Kugelman notes that Trump was “the first” to accept that demand.

“Pompeo, speaking in Doha at the launch of Afghan peace talks, suggests that ‘the decisions made in negotiations could impact future US aid to Afghanistan.’ That’s a significant indication that the US will use funding, rather than troops, as leverage,” he stated.

He believes that the Taliban will “push for holding a fair degree of power” and could succeed. But questions remain.

“Will non-Taliban elements be willing to share power within a more Taliban-friendly political system? Will the Taliban be willing to share power with elements of the current government, which it has long rejected? These are tough, complex questions,” he said.

Security analyst Naeem Khalid Lodhi, a retired Pakistani general and former defense minister, told The Media Line that “these intra-Afghan talks could lead to the dawn of peace in Afghanistan” but they would need to be “Afghan-led and Afghan-owned” before this happens.

”The US, along with some of its Middle East allies, is spearheading these talks. So these talks, later on, must be left to Afghans themselves, or there should be other interlocutors, like Pakistan and Turkey,” he said.

“The Afghan Taliban’s attitude is probably to remain docile until the exit of US-led foreign troops from their country. After that, they are likely to change unless we bring in a consortium of countries [such as Pakistan, China, Russia and Iran] that the Taliban trust to provide guarantees,” Lodhi said.

“The future of [Afghan President] Ashraf Ghani’s government is bleak,” he proclaimed, “and everyone knows it. Thus, the dilly-dallying from Kabul’s side, with more to come.”

The future of Ashraf Ghani’s government is bleak, and everyone knows it.
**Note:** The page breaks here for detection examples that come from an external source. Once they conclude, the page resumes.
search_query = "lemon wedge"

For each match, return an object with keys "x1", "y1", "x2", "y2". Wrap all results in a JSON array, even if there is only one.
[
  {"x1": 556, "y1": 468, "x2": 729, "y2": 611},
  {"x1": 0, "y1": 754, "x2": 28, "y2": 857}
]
Thus, the dilly-dallying from Kabul’s side, with more to come

Ghani, he went on, is “likely get a rude shock by end of this year or early next year, when some of his forces might switch sides.”

Lodhi also said that the Taliban would emerge as “a strong political power to reckon with and would occupy prominence in a future dispensation,” adding that “those who aspire to peace in Afghanistan and those who don’t [will make themselves clear] in the next three months.”